Kathryn Crandall

For the fourth year in a row, Yale New Haven Hospital will receive reduced Medicare payments due to its high preventable-infection rate.

YNHH and 14 other Connecticut hospitals will lose 1 percent of Medicare reimbursements this fiscal year for having high rates of patients who acquired curable infections while hospitalized. The penalties are part of the Centers for Medicare and Medicaid Services’ Hospital-Acquired Condition Reduction Program, a policy instituted under the Affordable Care Act. Yet some professors interviewed argued that these measures do not take into account the hospital’s educational initiatives and service to an urban area.

“Because this is a comparative bonusing system, we continue to be on the lower end of quality metrics here, and there may be a bias against academic medical centers and heavily urban, low income areas,” said Professor of Diagnostic Radiology, Public Health, Management and Economics Howard Forman.

The Centers for Medicare and Medicaid Services use data-based scoring methodology — which includes in-hospital-fall and hip-fracture rates, postoperative respiratory failure rate, and rates of infections from urinary tract catheters and central line-associated bloodstream infections — to identify which hospitals’ patients most often acquired infections and injuries while in treatment. Beginning in the 2015 fiscal year, the Centers reduced payments to hospitals that ranked in the lowest quartile, according to the scoring methodology.

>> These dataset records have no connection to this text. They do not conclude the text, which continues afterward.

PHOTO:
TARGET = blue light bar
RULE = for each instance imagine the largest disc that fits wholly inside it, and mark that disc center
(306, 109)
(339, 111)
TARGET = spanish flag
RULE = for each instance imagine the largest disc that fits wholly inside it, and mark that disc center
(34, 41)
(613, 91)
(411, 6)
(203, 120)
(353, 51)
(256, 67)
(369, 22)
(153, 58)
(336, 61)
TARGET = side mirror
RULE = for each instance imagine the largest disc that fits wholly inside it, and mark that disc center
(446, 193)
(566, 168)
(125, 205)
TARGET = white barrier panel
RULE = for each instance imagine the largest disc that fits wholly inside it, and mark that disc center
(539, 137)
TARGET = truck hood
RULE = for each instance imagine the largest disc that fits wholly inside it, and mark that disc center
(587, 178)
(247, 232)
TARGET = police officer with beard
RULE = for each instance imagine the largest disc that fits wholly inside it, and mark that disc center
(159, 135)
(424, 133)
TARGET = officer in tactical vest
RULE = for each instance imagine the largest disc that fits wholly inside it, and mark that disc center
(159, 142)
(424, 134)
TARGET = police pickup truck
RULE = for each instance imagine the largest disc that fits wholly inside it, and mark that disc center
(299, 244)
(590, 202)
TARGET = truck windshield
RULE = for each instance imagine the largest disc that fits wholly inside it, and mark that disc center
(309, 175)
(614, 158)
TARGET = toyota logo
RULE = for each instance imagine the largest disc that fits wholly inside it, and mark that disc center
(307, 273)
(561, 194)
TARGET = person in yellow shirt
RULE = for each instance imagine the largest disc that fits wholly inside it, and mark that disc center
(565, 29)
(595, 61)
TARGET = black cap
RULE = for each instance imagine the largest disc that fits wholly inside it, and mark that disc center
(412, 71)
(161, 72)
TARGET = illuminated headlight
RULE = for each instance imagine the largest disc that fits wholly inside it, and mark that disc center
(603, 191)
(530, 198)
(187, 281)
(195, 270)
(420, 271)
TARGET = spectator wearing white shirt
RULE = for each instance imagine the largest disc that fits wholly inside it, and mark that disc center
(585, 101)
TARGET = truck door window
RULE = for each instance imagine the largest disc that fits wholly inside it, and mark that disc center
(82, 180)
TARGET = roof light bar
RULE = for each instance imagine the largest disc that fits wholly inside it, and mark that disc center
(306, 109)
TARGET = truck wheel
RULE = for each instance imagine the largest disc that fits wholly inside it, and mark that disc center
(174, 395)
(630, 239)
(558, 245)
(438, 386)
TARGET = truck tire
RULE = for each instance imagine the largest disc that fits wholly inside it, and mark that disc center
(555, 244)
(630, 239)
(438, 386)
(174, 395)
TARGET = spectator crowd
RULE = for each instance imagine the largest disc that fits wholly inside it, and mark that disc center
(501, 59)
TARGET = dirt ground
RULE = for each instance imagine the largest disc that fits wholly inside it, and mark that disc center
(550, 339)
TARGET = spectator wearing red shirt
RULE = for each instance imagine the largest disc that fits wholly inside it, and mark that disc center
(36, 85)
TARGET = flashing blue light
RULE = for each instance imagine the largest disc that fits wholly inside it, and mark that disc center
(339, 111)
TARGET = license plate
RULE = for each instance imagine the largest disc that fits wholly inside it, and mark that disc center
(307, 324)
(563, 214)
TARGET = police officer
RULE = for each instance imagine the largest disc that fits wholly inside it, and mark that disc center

Joshua Copel, professor of obstetrics, gynecology, reproductive sciences and pediatrics at the Yale School of Medicine, criticized the data points the Centers use as “arbitrary” because they do not take into account the demographic the hospital serves.

“There is no real consensus that they truly represent quality, probably because they’re not in any way adjusted to the severity population cared for in an institution,” Copel said. “A lot of the Connecticut hospitals above the federal government numbers were the safety-net hospitals.”

Ohm Deshpande, the Director of Utilization Review and Clinical Redesign at YNHH said he was not surprised the hospital would again incur the Medicare cut — its fourth in four years — since the program disproportionately penalizes academic hospitals, hospitals that serve urban areas and teaching hospitals, which provide clinical education and training to future health professionals. He added that YNHH has an incredibly complex set of patients, as it is one of the largest hospitals nationwide and takes care of community patients as one of the largest referral hospitals.

Over 100 other academic medical centers were penalized this fiscal year.

Forman said that the cuts YNHH faces do not indicate a lack of improvement; each year a quarter of all hospitals nationwide are subjected to the same penalties.

Although YNHH has incurred penalties four years in a row, Copel said, the hospital is aware of the Centers for Medicare and Medicaid Services measurements and follows the hospital’s national rankings.

“[YNHH] tracks these numbers,” Copel said. “The information is pushed out to the medical staff on a regular basis, so people are aware of how we’re doing with these things, and we need to keep trying to improve care in everything we do.”

YNHH has worked to improve its score through various initiatives, according to Deshpande. In recent years, he said, the hospital has standardized how it inserts central lines into patients bloodstreams and has instituted a simulation-training program. Deshpande said that data used for the metric comes from October 2013 to September 2016, meaning more recent reforms may be underrepresented in the hospital’s score.

Although the penalization is far from fatal for the hospital, Deshpande said, it is still significant.

“[The cut] is not something that is going to be the difference between us going out of business or closing our doors,” he said. “But we’re judicious about how we use our revenues and how we make sure we are sustainable, so we never want to throw money away.”

The 15 Connecticut hospitals join a nationwide list of 751 hospitals that incurred penalties. Yale New Haven Hospital is one of the six hospitals — including Hartford Hospital, Bridgeport Hospital, Connecticut Hospice Inc., John Dempsey Hospital in Farmington and the Windham Community Memorial Hospital — to have been penalized each year since the program launched four years ago.